Vitamin C aids iron absorption in the body.

Vegetables and fruits, particularly citrus fruits, are high in vitamin C. Citrus fruits such as oranges, grapefruits, tangerines, and similar fruits.

Fresh and frozen fruits, vegetables, and juices typically contain more vitamin C than canned fruits, vegetables, and juices.

Kiwi fruit, strawberries, and cantaloupes are also high in vitamin C.

Broccoli, peppers, Brussels sprouts, tomatoes, cabbage, potatoes, and leafy green vegetables like turnip greens and spinach are high in vitamin C.

  1. Honey

Honey is a potent source of iron, copper, and manganese. When these elements are combined, they aid in hemoglobin synthesis. Honey is, therefore, a powerful weapon against that condition.

  1. Legumes and Nuts

Legumes and nuts such as pulses, almonds, whole grain cereals, dry dates, peanuts, and walnuts are effective against the symptoms and causes.

Summary

Anemia is defined as a decrease in the number of red blood cells or hemoglobin in the blood. It is a common nutritional deficiency disorder and a global public health problem that affects both developing and developed countries. It is a disease that affects up to one-third of the global population, but in many cases, it is mild and asymptomatic and does not require management. Pathophysiology varies greatly depending on the underlying cause.

It is caused by one of three different processes. Reduced red blood cells (RBCs) production, increased RBCs destruction, and blood loss the causes of anemia are also determined by whether it is hypoproliferative or hyperproliferative.

The signs and symptoms are weakness, lethargy, restless legs, shortness of breath, particularly on exertion, near-syncope, chest pain, and reduced tolerance to exercise. The majority of patients experience symptoms when hemoglobin falls below 7.0 g/dL.

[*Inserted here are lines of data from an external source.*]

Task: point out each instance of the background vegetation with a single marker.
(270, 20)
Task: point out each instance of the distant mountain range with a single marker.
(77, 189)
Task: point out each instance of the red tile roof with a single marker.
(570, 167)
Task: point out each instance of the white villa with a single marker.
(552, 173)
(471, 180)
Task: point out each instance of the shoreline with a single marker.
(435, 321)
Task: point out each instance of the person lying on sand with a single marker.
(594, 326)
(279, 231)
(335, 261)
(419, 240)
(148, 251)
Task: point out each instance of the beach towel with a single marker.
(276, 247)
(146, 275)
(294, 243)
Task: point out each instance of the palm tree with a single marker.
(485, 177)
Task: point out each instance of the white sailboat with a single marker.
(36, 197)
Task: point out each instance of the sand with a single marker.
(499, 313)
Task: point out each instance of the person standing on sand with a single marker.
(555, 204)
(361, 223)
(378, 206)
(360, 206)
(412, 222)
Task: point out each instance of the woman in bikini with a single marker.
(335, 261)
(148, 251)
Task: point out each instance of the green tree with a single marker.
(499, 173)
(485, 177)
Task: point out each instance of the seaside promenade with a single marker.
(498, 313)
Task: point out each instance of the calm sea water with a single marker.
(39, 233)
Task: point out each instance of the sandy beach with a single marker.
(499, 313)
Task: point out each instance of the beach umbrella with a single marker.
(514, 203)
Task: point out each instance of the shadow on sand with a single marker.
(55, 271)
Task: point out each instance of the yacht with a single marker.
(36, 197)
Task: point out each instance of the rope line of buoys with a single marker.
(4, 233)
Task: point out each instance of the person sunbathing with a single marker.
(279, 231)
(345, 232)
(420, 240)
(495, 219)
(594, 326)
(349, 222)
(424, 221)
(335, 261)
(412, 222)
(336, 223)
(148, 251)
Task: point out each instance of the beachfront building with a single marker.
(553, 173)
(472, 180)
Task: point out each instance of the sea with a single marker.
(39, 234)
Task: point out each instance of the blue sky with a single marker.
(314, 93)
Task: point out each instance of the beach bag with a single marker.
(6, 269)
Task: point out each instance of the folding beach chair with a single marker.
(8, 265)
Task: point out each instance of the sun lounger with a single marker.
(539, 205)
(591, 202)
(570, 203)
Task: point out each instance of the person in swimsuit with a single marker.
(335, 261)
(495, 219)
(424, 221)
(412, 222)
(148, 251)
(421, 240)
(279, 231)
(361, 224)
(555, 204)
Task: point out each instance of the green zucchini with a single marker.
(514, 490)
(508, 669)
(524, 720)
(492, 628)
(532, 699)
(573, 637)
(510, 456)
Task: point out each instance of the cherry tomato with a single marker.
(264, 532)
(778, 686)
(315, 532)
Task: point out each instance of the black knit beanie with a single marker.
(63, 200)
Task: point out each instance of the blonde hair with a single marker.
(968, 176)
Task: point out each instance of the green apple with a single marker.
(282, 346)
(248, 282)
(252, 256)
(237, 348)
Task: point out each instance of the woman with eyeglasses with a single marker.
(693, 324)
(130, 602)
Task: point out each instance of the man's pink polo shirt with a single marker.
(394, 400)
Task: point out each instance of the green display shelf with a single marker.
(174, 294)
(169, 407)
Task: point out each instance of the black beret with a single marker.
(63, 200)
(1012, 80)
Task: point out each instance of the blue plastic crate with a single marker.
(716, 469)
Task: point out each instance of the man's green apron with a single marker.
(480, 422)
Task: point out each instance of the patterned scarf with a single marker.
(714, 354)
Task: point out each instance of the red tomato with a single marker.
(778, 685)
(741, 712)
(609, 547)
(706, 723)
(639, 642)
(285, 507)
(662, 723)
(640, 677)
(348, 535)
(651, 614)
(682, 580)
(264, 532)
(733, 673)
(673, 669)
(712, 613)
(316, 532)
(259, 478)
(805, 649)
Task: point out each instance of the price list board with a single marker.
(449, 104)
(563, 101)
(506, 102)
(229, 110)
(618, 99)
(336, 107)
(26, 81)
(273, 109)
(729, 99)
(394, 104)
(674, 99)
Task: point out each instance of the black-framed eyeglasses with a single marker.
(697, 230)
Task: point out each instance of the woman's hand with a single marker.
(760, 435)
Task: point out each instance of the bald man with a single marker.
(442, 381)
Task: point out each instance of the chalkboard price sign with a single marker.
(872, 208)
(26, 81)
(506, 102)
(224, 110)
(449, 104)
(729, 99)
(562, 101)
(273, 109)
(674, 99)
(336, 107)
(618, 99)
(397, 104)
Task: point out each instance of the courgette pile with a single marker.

Common types include IDA, PA, hemolytic anemia, SCA, thalassemia, and AA. If that condition undiagnosed or untreated for a long time, it may result in multiorgan failure and even death. Chronic anemia most often affects the cardiovascular system. Anemia during pregnancy increases the risk of anemia in the baby as well as increased blood loss.

Family history, nutritional history, evaluation of vital signs, and laboratory measurements are all important in diagnosis.  Treatment depends mainly on treating the underlying cause, i.e., Anemia due to acute blood loss can be treated with IV fluids while Anemia due to nutritional deficiencies oral/IV iron, B12, and folate.  Focusing on foods high in iron, copper, zinc, folic acid, Vitamin B-12, and protein. The combination of iron and B vitamins is particularly beneficial in the treatment of that condition.